The south western African nation has, like a number of other countries, matched restrictions on movement with curbs on booze as a means of enforcing social distancing - a strategy challenged by some experts and unpopular with many citizens.
Namibia has so far seen 16 confirmed cases of coronavirus, with no deaths. Under lockdown laws, only the sale of liquor with an alcohol content of 3% or less is permitted.
Police spokesman Linekeela Shikongo told local media there had been an “overwhelming increase” in the sale of Angolan beer in northern Namibia, while the Zambezi region in the north east had seen a steep rise in spirits smuggled from Zambia.

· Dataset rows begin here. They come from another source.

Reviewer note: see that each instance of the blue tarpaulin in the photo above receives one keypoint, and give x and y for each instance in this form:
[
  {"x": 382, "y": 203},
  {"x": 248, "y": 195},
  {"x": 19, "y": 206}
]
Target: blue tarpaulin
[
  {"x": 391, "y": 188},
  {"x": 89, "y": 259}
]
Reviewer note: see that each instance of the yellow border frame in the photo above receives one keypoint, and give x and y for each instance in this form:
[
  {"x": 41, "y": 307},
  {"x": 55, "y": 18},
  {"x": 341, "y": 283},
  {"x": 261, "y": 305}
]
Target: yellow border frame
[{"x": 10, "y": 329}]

Sparsely populated Namibia is one of Africa’s biggest countries by land mass, sharing its largely porous borders with South Africa, Botswana, Zimbabwe, Zambia and Angola.

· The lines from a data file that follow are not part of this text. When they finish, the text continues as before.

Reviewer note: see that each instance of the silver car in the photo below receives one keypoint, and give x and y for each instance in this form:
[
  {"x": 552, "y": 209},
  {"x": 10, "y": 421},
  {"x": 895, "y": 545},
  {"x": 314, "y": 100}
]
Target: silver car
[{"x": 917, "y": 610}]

Namibia is also one of the top-ten beer consumers globally per capita.
“So far we have arrested a number of them, and a number of bottles were confiscated,” said Zambezi police commander Karel Theron of the smugglers.
He added “a number of illegal immigrants” were arrested, but later released, due to the lack of space in police cells.
“We’re having accommodation problems for the inmates. We cannot accommodate all of them,” the police commander said.
Namibia, like South Africa, has been under lockdown since March 27, with only workers in essential services allowed to travel. But in Zambia, only Kafue, a town in south-central Zambia and its surrounds, is in a total lockdown.